Теперь мы в самом центре Украины. Затем сразу же появился Днепропетровск, первый большой русский город, который мы должны проехать, потому что Одессу мы миновали, объехав ее по пригородам. Мы уже пересекли Прут, Днестр, Южный Буг и Ингул, но Днепр грандиознее всех. Колокольни в форме луковиц, бревенчатые дома пригородов и унылые старые постройки, мрачные и полуразвалившиеся – в самом центре города. Солнце и широкие дороги с утрамбованной землей несколько компенсируют все это уныние и нищету. Я говорю «дороги», потому что язык не поворачивается назвать их улицами или проспектами. Двери, оконные переплеты, деревянные или железные, без малейших следов покраски или если где-то она и осталась, то, должно быть, еще со времен до Октябрьской революции! А ведь она была в 1917 году! Все кругом ржавое – да, это главное впечатление, которое остается в памяти. Ржавчина повсюду. Даже старые кирпичные кладки кажутся покрытыми ржавчиной, пропитанными, влажными от ржавчины. Ни единого нового здания или хотя бы более или менее недавней постройки. Все старое, старое, старое. Здесь все, похоже, осталось с царских времен и, несомненно, ничего не построено за советское время. Может быть, встречаются исключения в виде тех или иных промышленных зданий, но это не наверняка [26]. Я вспоминаю «Отверженных» Виктора Гюго.
Мы въезжаем на вокзал Днепропетровска, очень большой вокзал со множеством путей, похожий на сортировочную станцию. Везде суматоха, все заняты. Немецкий персонал очень активный, славяне особо не спешат. Великое множество грузовых вагонов вроде нашего или постарее, выстроилось на путях.
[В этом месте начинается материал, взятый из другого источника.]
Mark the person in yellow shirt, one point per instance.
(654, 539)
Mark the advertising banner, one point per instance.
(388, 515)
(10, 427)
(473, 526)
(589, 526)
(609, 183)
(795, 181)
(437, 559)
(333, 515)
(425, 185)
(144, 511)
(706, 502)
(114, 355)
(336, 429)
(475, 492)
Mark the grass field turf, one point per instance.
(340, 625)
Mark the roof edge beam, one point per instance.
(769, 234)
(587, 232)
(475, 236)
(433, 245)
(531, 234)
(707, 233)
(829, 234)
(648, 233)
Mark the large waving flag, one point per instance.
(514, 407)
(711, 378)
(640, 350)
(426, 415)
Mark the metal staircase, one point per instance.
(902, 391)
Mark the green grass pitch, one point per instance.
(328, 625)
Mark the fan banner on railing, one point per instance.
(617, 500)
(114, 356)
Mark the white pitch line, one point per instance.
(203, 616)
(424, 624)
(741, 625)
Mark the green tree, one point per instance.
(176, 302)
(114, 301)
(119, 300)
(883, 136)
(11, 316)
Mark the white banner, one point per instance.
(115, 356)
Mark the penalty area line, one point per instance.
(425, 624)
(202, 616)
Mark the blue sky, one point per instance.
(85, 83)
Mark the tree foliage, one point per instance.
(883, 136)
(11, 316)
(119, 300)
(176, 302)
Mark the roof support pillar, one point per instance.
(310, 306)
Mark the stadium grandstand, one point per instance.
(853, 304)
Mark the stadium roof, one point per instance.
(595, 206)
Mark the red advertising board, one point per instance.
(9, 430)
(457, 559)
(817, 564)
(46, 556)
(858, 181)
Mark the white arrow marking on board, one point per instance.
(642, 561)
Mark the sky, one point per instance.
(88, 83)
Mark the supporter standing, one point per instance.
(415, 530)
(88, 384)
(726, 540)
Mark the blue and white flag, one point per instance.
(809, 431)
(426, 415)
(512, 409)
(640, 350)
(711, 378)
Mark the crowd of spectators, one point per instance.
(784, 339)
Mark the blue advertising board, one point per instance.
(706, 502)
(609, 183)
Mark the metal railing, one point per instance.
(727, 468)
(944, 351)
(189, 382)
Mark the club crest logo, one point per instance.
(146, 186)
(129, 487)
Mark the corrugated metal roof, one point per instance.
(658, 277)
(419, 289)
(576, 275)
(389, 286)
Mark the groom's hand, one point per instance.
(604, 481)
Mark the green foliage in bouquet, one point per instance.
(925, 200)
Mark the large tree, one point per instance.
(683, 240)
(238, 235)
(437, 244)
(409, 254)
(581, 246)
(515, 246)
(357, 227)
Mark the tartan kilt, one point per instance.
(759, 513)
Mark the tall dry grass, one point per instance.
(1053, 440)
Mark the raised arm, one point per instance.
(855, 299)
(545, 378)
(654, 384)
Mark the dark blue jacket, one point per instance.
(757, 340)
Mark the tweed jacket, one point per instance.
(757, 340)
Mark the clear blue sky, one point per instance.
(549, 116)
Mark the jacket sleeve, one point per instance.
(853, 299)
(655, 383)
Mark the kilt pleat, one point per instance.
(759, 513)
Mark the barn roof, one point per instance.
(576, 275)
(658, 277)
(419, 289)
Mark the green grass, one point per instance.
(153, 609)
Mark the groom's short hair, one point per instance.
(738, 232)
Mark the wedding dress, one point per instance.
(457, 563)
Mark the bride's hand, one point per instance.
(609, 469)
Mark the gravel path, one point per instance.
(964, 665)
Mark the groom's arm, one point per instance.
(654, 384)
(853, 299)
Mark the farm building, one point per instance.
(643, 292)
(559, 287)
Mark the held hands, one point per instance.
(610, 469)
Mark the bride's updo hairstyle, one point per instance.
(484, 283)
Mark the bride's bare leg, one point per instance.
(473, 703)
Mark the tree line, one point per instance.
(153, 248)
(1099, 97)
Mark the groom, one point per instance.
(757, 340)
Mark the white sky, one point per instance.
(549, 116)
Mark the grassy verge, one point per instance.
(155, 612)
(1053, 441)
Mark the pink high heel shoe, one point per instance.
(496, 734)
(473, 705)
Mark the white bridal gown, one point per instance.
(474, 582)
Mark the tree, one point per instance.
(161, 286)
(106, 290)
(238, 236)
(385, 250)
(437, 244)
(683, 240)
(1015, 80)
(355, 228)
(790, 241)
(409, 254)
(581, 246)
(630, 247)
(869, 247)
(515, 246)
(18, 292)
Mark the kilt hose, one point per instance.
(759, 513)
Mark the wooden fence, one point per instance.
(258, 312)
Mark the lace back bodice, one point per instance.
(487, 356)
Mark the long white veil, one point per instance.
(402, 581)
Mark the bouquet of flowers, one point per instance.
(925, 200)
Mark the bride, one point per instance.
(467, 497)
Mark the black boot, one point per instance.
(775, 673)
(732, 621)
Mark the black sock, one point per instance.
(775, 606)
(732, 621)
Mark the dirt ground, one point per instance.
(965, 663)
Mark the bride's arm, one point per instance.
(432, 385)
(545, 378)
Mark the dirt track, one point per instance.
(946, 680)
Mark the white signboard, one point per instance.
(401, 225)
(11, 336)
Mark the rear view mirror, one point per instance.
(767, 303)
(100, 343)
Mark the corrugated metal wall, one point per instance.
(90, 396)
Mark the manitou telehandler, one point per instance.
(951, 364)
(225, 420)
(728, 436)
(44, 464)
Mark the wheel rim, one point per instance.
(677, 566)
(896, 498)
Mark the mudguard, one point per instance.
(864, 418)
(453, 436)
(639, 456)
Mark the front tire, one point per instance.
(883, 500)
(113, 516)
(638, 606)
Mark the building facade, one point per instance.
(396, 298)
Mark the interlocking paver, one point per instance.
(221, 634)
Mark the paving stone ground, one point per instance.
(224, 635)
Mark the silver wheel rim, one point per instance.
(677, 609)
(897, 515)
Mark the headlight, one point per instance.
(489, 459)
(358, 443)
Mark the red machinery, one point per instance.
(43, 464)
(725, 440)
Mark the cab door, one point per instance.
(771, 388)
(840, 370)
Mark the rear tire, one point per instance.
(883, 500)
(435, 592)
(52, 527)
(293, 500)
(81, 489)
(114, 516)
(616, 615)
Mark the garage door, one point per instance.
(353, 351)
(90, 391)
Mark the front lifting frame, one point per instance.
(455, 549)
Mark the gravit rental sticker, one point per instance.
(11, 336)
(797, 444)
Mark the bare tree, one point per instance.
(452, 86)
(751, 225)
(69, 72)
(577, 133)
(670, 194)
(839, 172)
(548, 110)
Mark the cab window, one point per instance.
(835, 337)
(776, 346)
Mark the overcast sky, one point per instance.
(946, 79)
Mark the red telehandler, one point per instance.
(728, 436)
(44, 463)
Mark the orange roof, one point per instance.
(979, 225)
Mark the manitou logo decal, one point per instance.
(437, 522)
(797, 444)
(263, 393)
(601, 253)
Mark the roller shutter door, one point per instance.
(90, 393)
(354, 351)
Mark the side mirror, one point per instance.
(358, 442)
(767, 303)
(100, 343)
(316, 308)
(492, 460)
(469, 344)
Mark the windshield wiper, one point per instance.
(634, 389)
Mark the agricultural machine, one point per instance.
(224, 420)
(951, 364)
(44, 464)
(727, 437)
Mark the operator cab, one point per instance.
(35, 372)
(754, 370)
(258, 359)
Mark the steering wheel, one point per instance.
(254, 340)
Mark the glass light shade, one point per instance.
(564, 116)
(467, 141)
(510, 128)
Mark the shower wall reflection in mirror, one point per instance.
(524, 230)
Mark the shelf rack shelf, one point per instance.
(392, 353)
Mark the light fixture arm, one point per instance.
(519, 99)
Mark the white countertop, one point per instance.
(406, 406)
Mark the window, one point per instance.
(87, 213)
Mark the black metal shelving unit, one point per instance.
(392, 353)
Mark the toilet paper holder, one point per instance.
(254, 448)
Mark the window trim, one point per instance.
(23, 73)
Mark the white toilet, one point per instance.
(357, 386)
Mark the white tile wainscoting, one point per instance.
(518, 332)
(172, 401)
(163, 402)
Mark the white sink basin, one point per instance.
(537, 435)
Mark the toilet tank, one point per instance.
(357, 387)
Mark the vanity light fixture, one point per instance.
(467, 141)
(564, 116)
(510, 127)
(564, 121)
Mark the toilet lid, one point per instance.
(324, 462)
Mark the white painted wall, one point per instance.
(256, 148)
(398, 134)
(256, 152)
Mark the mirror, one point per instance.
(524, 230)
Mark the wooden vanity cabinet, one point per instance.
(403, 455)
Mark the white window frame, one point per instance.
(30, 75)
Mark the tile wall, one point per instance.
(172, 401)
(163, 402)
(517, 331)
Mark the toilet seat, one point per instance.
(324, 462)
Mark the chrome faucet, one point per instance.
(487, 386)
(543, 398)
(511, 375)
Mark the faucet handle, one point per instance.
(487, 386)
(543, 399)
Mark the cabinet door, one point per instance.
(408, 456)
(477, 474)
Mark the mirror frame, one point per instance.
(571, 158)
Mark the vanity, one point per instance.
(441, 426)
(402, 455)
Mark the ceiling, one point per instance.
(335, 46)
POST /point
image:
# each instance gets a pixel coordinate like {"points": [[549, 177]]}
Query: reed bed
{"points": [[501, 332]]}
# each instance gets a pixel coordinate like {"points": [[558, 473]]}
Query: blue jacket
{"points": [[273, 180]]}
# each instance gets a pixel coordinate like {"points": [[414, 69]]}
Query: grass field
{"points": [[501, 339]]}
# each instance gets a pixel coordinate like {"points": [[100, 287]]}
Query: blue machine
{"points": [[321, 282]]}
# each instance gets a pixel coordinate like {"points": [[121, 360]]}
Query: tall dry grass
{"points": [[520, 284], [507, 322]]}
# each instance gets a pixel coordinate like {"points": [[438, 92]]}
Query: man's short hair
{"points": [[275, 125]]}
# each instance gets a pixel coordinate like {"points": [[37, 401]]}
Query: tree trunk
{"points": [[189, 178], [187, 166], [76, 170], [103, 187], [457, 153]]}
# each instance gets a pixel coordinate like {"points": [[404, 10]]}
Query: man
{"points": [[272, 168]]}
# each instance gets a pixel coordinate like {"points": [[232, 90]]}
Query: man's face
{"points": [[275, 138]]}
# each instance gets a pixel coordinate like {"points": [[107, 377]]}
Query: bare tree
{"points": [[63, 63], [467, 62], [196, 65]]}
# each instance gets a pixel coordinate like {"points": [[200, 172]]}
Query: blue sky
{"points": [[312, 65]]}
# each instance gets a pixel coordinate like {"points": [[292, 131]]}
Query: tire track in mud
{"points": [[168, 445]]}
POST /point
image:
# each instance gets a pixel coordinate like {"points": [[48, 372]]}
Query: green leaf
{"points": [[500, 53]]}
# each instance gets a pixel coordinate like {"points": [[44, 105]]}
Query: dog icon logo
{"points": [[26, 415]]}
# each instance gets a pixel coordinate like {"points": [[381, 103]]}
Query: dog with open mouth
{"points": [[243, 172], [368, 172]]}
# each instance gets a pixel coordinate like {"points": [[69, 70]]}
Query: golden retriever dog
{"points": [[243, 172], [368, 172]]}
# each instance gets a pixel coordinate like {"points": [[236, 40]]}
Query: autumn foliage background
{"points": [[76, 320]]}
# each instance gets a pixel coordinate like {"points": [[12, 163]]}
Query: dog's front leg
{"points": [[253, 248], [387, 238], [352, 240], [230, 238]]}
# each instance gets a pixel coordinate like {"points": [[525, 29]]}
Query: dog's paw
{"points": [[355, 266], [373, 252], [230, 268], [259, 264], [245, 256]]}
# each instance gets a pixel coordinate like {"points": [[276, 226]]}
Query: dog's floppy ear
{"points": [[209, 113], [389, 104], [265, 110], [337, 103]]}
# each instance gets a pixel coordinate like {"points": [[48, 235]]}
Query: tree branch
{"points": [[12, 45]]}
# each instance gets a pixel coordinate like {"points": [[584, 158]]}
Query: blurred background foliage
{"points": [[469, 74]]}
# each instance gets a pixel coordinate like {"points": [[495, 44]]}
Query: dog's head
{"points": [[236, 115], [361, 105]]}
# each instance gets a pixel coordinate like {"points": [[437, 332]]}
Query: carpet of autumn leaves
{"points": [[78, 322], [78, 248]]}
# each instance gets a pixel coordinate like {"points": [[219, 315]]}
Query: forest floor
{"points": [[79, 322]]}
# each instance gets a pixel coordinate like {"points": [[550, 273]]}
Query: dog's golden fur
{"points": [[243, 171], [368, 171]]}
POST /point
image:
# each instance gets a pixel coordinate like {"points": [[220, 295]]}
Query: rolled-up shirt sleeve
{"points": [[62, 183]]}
Двери и окна зарешечены колючей проволокой или, местами, забиты досками. Все эти вагоны заполнены русскими военнопленными. Здесь их тысячи и тысячи. Вероятно, 10 или 12 составов, каждый из нескольких десятков вагонов, по 40 и более человек в каждом. Сколько их? Трудно сказать. Я вижу, как из нашего поезда летят в сторону ближних к нам военнопленных сигареты и куски хлеба. Остановка в Днепропетровске длится добрых два часа. С чувством облегчения мы покидаем это печальное зрелище, этот унылый город. Когда мы снова в чистом поле, мне кажется, что становится легче дышать. Уныние этого города оказалось просто удушающим. У меня такое ощущение, что теперь все намного серьезней, что «легкая» жизнь приближается к концу! Мы движемся вперед, весь день и весь следующий день, пока не наступает ночь. Под утро поезд остановился. Нам так и не удалось снова заснуть, но по отдаленному гулу мы уже догадывались, что наше путешествие на этом новоявленном «Восточном экспрессе» заканчивается здесь.